La puerta, la salida, el paso de la congoja a la vida. Pantalones, piernas, tacones... De un triángulo salía una luz lívida inimitable. Se dirigió allí: la calle, el resplandor le hizo daño en los ojos, pero corrió: la estampida era unitaria, sin embargo los coches y la gente se apartaban a su paso...
Dos (lento)
«Un objeto corredor no identificado aterroriza a la ciudad. La gente se ha refugiado en sus casas y nadie se atreve a salir; las fábricas están en paro... el Ejército armado ha salido a la calle...»
La centolla desorientada huía hacia un mundo distinto, de tierra viciada. Agotada, quiso descansar en una ciudad que veía a lo lejos iluminada en rojo, como si en vez de bombillas tuviese brasas.
En efecto: era la ciudad de los vicios, constituida a base de colillas de cigarrillos y habitada por hombres y mujeres desnudos que practicaban el acto sexual a libre albedrío, fumaban, comían, bebían y dormían...
El mar, ¿dónde quedaba la libertad de los animales y de los hombres?
Durmió, y en su despertar notó que la respiración era todavía más difícil, que la luz caía seca... Caminó lentamente, pensativa...
Un alud de metales y una tormenta de balas cayó a su alrededor.
—¡Ahí está el monstruo! ¡Fuego! ¡Que no se escape! —ordenó un cuerpo cualquiera con un sable en la mano.
—¡Es gigantesco! Será necesaria la bomba hache para destruirlo.
—¡¡Fuego!!, ¡¡fuego!!
Varios disparos hicieron blanco, pero los proyectiles rebotaron y se estrellaron contra el espacio. Llegaron los aviones y bombardearon, pero el animal seguía creciendo, la saña humana le iba agrandando el contorno. Siguió avanzando con sus pasos de retroceso: sentía explosiones y los bombazos caer sobre ella como granizos... El mar, ¿dónde estaba el mar? Tierra, mucha tierra seca y húmeda...

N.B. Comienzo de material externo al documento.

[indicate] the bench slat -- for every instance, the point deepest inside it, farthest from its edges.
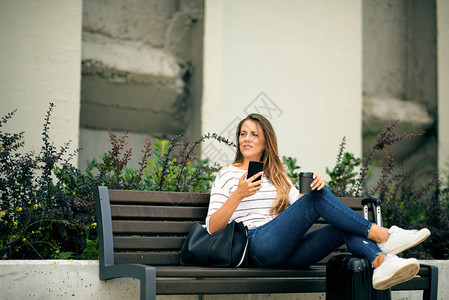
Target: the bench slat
(148, 243)
(169, 258)
(158, 212)
(147, 258)
(241, 286)
(173, 198)
(193, 271)
(151, 227)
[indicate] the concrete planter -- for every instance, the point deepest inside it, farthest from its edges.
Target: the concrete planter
(65, 279)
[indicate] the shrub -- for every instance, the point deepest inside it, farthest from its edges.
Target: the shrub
(409, 199)
(46, 204)
(38, 218)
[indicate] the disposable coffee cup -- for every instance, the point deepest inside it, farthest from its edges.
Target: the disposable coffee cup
(305, 180)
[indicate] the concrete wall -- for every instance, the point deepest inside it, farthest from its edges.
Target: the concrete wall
(443, 87)
(63, 279)
(141, 64)
(298, 63)
(400, 77)
(40, 46)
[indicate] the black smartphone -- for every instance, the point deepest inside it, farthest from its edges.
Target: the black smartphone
(254, 168)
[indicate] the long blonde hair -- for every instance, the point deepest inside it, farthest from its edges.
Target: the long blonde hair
(272, 165)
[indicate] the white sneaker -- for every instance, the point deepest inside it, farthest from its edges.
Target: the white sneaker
(394, 270)
(401, 239)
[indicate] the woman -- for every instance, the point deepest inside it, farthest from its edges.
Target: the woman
(278, 217)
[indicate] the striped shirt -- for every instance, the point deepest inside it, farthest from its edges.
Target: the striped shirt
(254, 210)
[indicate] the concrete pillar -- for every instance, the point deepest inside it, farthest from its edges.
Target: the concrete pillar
(40, 46)
(297, 62)
(443, 87)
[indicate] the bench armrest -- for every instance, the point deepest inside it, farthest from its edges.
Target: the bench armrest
(146, 275)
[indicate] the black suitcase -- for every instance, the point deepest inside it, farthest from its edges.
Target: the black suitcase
(349, 277)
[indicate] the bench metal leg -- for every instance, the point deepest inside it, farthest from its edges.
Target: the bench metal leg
(148, 285)
(432, 292)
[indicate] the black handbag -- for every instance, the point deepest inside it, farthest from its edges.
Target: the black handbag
(224, 248)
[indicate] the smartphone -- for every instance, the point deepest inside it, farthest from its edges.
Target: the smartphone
(254, 168)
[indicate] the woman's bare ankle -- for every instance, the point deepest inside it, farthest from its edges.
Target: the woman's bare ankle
(378, 260)
(378, 234)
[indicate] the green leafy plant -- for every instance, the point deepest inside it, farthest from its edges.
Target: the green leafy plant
(409, 199)
(343, 176)
(46, 204)
(39, 217)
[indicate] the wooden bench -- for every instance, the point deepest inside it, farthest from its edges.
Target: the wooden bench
(141, 233)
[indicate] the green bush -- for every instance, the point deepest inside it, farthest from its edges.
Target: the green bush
(46, 204)
(409, 199)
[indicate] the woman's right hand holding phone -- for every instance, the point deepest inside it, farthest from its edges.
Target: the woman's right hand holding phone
(248, 187)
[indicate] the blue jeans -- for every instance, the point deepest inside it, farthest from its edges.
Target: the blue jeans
(285, 242)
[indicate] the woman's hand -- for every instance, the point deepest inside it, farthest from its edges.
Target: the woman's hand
(318, 182)
(248, 187)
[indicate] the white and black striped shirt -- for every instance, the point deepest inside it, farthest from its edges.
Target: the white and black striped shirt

Sin querer, tropezaba con ciudades y pueblos... los arrasaba y su cuerpo no dejaba de impregnarse de vicios, de rencores... y la centolla crecía...
Tres (rápido)
—¡Hay que destruir al monstruo o acabará con el mundo!
Todas las naciones estaban unidas por el terror, había desaparecido la política y existía un objetivo: eliminar al OCNI... pero estaba compuesto de vicios, de maldad... y, ¿quién podía destruirlo?
—Caballeros, ¡no queda otra solución! ¡Hay que emplear la bomba H!
Salió un árbol de humo blanco parecido a un hongo venenoso; si verdaderamente existió la manzana del paraíso creo que fue arrancada de ese árbol... Una ciudad inmensa cayó pulverizada por la radioactividad y el monstruo continuó en pie, el descomunal decápodo vivía deseando encontrar el mar, y crecía...
—¡Algo tiene que matar a ese bicho! En la tierra no hay nada inmortal.
—Puede tratarse de un ser de otro mundo.
—Los científicos afirman que es una centolla gigante.
—En tal caso debemos arrojarla al mar; debemos perseguirla y obligarla a que se sumerja en el océano.
—Pero, ¿con qué la perseguimos?
—También podemos orientarla...
La centolla, muerta de hambre y desesperada, se aferraba a sus deseos de purificarse en el mar, de limpiar la carroña que había dado tal aumento a su cuerpo... La casualidad la hizo llegar a un puerto, y cañones de la marina, de muchos buques de hierro, la recibieron con fuego... Se dejó caer a plomo en el agua y el chapuzón levantó un árbol de espuma mucho mayor que el de una bomba nuclear; el oleaje fue tan enorme que todos los barcos se hundieron...
Una vez en el agua la centolla recuperó su tamaño, y en todos los océanos del mundo flotaron cadáveres humanos corrompidos... Dos horas más tarde el mundo estaba limpio.
Veinte años después dos ricachones comían la centolla en un restaurante de lujo.